Flink源码阅读（一）——Flink on Yarn的Per-job模式源码简析

2023-01-25 09:55:56

一、前言

　　个人感觉学习Flink其实最不应该错过的博文是Flink社区的博文系列，里面的文章是不会让人失望的。强烈安利：https://ververica.cn/developers-resources/。　　

　　本文是自己第一次尝试写源码阅读的文章，会努力将原理和源码实现流程结合起来。文中有几个点目前也是没有弄清楚，若是写在一篇博客里，时间跨度太大，但又怕后期遗忘，所以先记下来，后期进一步阅读源码后再添上，若是看到不完整版博文的看官，对不住！

　　文中若是写的不准确的地方欢迎留言指出。

　　源码系列基于Flink 1.9

二、Per-job提交任务原理

　　Flink on Yarn模式下提交任务整体流程图如下（图源自Flink社区，链接见Ref [1]）

图1 Flink Runtime层架构图

　 2.1. Runtime层架构简介

　　Flink采取的是经典的master-salve模式，图中的AM（ApplicationMater）为master，TaskManager是salve。

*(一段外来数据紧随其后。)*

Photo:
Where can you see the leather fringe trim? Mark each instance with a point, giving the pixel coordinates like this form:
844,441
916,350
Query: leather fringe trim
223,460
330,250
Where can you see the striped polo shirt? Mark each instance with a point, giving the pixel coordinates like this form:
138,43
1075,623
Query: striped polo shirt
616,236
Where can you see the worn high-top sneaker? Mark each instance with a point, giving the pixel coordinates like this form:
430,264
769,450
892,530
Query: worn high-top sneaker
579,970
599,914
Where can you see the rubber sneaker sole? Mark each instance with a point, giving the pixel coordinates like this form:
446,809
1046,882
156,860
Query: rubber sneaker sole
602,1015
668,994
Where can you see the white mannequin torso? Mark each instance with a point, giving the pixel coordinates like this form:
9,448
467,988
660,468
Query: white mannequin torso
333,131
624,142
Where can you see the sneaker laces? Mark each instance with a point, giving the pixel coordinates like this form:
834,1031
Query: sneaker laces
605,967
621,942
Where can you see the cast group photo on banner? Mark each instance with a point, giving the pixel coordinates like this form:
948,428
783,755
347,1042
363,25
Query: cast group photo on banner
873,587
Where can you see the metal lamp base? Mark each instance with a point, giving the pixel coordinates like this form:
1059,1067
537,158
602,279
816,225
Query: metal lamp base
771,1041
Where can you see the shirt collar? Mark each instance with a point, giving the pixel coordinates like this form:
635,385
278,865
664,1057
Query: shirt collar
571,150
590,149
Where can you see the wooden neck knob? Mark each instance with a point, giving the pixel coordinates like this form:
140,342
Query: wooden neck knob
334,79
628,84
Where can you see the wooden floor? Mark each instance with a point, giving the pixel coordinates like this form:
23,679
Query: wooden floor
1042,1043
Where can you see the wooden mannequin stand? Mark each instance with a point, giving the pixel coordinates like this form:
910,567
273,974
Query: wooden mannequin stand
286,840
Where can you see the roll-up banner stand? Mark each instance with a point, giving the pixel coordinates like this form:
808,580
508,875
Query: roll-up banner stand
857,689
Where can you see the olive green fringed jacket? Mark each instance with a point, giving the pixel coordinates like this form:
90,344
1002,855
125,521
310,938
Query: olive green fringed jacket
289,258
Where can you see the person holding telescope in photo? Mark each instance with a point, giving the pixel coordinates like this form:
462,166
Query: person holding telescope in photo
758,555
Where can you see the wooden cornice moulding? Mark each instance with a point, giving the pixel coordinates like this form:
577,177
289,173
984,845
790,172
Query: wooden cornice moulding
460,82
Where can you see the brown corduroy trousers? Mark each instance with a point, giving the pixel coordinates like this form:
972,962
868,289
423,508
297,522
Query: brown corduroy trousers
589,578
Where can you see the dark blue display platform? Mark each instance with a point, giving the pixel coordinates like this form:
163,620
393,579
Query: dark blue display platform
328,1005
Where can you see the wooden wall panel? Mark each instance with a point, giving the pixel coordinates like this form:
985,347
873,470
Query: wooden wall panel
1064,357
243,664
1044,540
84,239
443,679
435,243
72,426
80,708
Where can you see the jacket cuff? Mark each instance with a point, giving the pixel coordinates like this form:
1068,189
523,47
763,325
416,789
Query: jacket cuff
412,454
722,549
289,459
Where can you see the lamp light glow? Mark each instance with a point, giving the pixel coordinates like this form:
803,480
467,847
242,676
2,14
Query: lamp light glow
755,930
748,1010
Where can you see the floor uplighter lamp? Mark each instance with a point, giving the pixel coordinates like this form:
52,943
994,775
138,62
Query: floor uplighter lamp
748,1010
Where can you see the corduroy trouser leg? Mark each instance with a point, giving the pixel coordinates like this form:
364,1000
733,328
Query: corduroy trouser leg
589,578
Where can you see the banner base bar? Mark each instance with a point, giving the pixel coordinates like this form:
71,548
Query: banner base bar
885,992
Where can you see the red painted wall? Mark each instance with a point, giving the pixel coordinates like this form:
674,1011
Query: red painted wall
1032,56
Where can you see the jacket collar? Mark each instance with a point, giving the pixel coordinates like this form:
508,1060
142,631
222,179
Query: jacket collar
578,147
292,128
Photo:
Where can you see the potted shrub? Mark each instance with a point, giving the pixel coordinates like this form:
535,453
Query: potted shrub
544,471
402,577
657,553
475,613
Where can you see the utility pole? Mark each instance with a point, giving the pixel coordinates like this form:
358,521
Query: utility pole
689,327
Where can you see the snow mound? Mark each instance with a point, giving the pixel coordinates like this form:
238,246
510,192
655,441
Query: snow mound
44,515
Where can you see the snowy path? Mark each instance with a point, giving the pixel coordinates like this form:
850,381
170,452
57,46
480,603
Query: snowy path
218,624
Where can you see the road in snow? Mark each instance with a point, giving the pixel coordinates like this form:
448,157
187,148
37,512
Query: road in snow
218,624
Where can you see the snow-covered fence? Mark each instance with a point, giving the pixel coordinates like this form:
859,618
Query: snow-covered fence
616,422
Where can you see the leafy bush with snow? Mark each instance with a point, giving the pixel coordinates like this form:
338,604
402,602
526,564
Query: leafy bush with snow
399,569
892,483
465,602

　　AM中的Dispatcher用于接收client提交的任务和启动相应的JobManager ；JobManager用于任务的接收，task的分配、管理task manager等；ResourceManager主要用于资源的申请和分配。

　　这里有点需要注意：Flink本身也是具有ResourceManager和TaskManager的，这里虽然是on Yarn模式，但Flink本身也是拥有一套资源管理架构，虽然各个组件的名字一样，但这里yarn只是一个资源的提供者，若是standalone模式，资源的提供者就是物理机或者虚拟机了。　

　　2.2. Flink on Yarn 的Per-job模式提交任务的整体流程：

　　1）执行Flink程序，就类似client，主要是将代码进行优化形成JobGraph，向yarn的ResourceManager中的ApplicationManager申请资源启动AM（ApplicationMater）,AM所在节点是Yarn上的NodeManager上；

　　2）当AM起来之后会启动Dispatcher、ResourceManager，其中Dispatcher会启动JobManager，ResourceManager会启动slotManager用于slot的管理和分配；

　　3）JobManager向ResourceManager（RM）申请资源用于任务的执行，最初TaskManager还没有启动，此时，RM会向yarn去申请资源，获得资源后，会在资源中启动TaskManager，相应启动的slot会向slotManager中注册，然后slotManager会将slot分配给只需资源的task，即向JobManager注册信息，然后JobManager就会将任务提交到对应的slot中执行。其实Flink on yarn的session模式和Per-job模式最大的区别是，提交任务时RM已向Yarn申请了固定大小的资源，其TaskManager是已经启动的。

　　资源分配如详细过程图下：

图2 slot管理图，源自Ref[1]

　　更详细的过程解析，强烈推荐Ref [2]，是阿里Flink大牛写的，本博客在后期的源码分析过程也多依据此博客。

三、源码简析

　　提交任务语句

./flink run -m yarn-cluster ./flinkExample.jar

　　1、Client端提交任务阶段分析

　　flink脚本的入口类是org.apache.flink.client.cli.CliFrontend。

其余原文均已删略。